Wang et al. further proceeded with the statement that “the modeling (of Ref. 2) was based on the docking pose of intermediate D with exo conformation instead of the endo conformation derived from mode Rup of substrate FPP.” Indeed, our simulations commenced with cation 6 (D in Ref. 1). However, Wang et al. seemingly did not realize that the intermediate structure determined by X-ray diffraction and modeling was only used as the starting point for a series of modeling and optimization calculations that included more than 10,000 configurations.

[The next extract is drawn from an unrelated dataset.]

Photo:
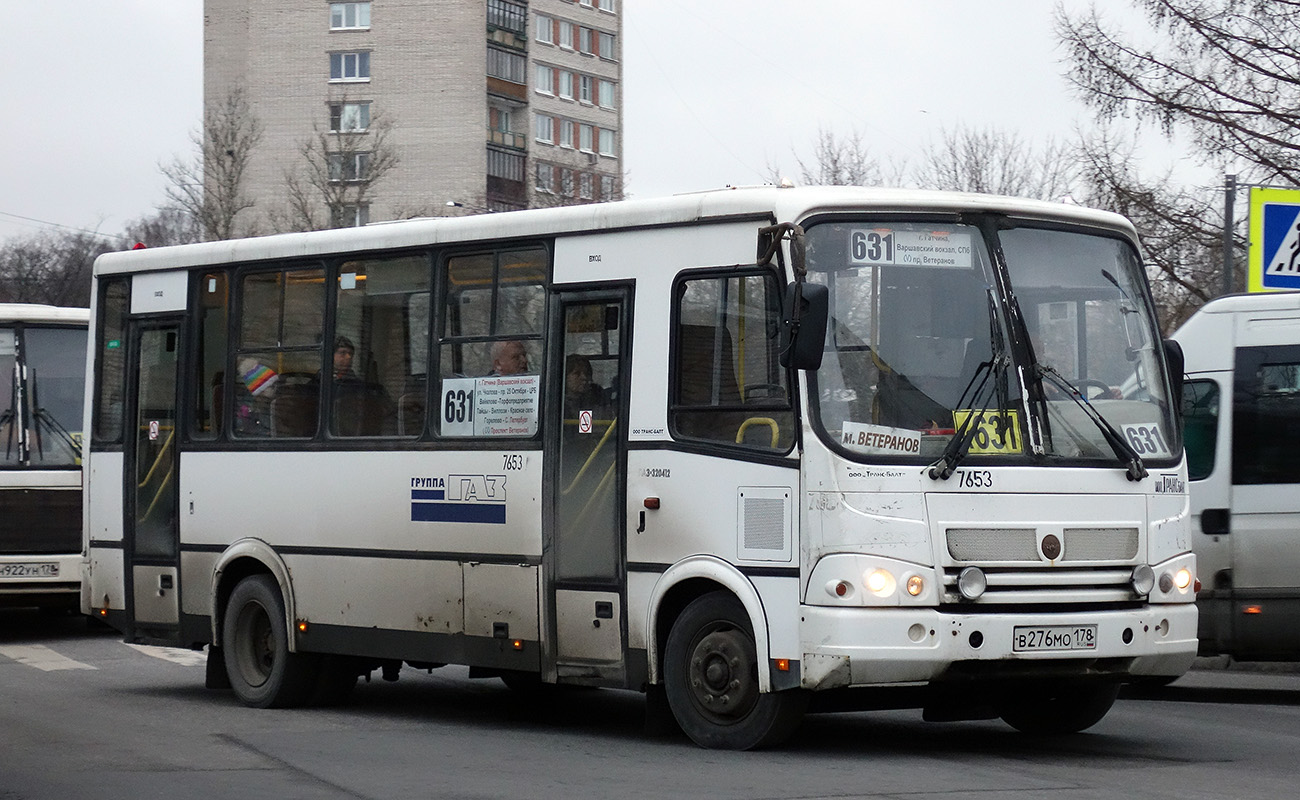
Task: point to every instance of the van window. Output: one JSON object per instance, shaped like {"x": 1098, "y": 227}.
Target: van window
{"x": 1200, "y": 427}
{"x": 1266, "y": 403}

The structure adopted as a model for the Michaelis complex was chosen based on energetic and mechanistic considerations, an issue we have repeatedly addressed and warned in our general studies of enzymatic reactions in the past two decades.16, 28–36 Furthermore, we did not, and in fact, we never restrict the conformations of the substrate or the protein in computational studies of enzymatic processes, including the present conformational flexibility of the C9 methylene group. This group was indeed free to fluctuate between the so-called exo and endo forms. These substrate conformation fluctuations were in fact observed to take place frequently in our simulation, as the free energy barrier for such a flip is about 1–2 kcal/mol. Hence, it is inconsequential which ring conformation we started with, as long as it is docked correctly into the active site. If carried out properly, we suspect similar conformational fluctuations would be observed in other TDS simulations. What is crucial, however, is that the correct farnesyl cation conformation is used, and the one we obtained by retrobiosynthesis from cation 6 is shown in Fig. 1a and 2. Only this general conformation leads to agreement with all available experimental data.

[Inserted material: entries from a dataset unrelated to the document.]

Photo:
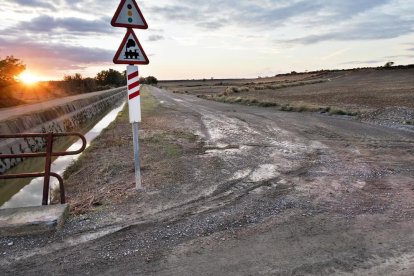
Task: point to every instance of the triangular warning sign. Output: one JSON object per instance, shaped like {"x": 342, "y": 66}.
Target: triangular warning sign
{"x": 130, "y": 51}
{"x": 129, "y": 15}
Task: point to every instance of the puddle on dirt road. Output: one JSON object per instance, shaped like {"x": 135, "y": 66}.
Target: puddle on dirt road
{"x": 28, "y": 192}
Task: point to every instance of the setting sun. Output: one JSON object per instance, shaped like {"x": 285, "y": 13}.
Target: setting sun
{"x": 28, "y": 78}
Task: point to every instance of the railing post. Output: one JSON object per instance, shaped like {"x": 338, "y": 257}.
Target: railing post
{"x": 48, "y": 163}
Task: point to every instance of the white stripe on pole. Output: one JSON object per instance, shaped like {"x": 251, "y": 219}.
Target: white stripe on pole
{"x": 134, "y": 98}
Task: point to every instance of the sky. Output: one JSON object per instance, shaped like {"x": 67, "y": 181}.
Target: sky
{"x": 189, "y": 39}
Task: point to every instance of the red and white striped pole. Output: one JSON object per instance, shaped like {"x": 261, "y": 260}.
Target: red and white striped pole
{"x": 134, "y": 104}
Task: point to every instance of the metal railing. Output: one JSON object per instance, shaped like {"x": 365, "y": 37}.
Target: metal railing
{"x": 48, "y": 154}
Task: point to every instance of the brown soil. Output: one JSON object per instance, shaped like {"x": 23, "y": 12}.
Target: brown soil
{"x": 361, "y": 92}
{"x": 233, "y": 190}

A central question in terpenoid biosynthesis of natural products is the initial conformational state of the substrate of the linear FPP. There are numerous conformers coupled with 8 single bonds in FPP, which could yield a wide range of folded structures. A wonder of terpenoid biosynthesis is that each terpenoid synthase adopts a FPP conformation to generate one dominant natural product with precisely defined regio- and stereochemistry. Wang et al. criticize the protocol employed in our initial modeling of the Michaelis complex starting from the ligand bound X-ray crystal structure derived from cation 6 by contrasting their approach: “theoretical modeling starting from the native FPP substrate is more warrantable than that from a hypothetical intermediate.” Of the countless number of conformers of FPP, it is not clear which one may be considered as the “native FPP substrate” for a given enzyme configuration. Additionally, it is far from trivial to identify the dominating bound conformation of FPP. On the other hand, the intermediate structure (cation 6) that we employed as a starting point resembles the final product configuration, and it is a rather rigid molecule that is simpler to model. This intermediate contains key information regarding the mechanistic flow of the biosynthesis. Our structure-based retro-biosynthesis approach commences with docking, energy minimization, and molecular dynamics simulations of a key semi-rigid intermediate (cation 6). Subsequently, the intermediate is allowed to slowly relax to the FPP substrate in several sequential, mechanistically reverse, free energy molecular dynamics steps. This procedure provides the potentially correct fold of the substrate in the Michaelis complex, whose correctness can only be validated by the energetics of reaction pathway and the correct formation of the major and numerous side products.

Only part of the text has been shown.